The biological background
Surveys indicate that 80 per cent of office workers apologise for not sitting correctly – so are people the problem or the rule? Human behaviour can’t be changed in the long term by standards and regulations if it clashes with their biological makeup. And all appeals, warnings or incentives are futile if the natural inclination isn’t there. Therefore, it’s vital to accept our biological disposition as the basis for a new understanding of ergonomics.

The process of sitting in particular shows just how strongly biology governs our behaviour. Despite all warnings and findings to the contrary, adults sit down whenever and wherever they have the opportunity, whether they‘re tall or short, fat or thin, young or old. It’s only children that actually have a natural inner urge to be on the go, so that physical skills develop properly in the growth phase. After that period the biological principle of energy efficiency dominates. People only become physically active when it’s a question of self-defence.

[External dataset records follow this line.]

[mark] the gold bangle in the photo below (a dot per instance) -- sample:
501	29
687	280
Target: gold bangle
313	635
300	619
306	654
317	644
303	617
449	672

In the past, calories used to be in short supply and had to be burned up carefully. Consequently, the natural impulse to save physical energy played a key role in shaping civilisations’ progress. Everything that facilitates life, by reducing the physical activity required, gains a firm foothold with the majority of the population. Examples include remote controls and using escalators or lifts. And that’s exactly where the problem lies…
A walker by nature…
…because to date, the approx. 50,000-year-old history of human beings has been shaped by demanding physical activity which included hunting and gathering, fleeing from danger, fighting, dancing, tilling the soil and selling ourselves for work… And we do all that on two legs. Evolutionary researchers believe that our upright posture is responsible for man‘s special developmental history. Our distinct sense of balance, the enormous flexibility of our backs and above all the dexterity of our hands have opened up the path for us to develop tools. Therefore, nature has created the perfect conditions for human beings to get about on two legs and based all their biological processes on this fact. Even 100 years ago, men were physically active for eight to ten hours a day on average. It wasn’t until mass motorisation and (to an even greater extent) the emergence of computers over the last 20 years that this figure has now plummeted to 25 minutes a day. However, living and surviving with so little physical activity is not part of the blueprint and the natural regulatory system of human beings.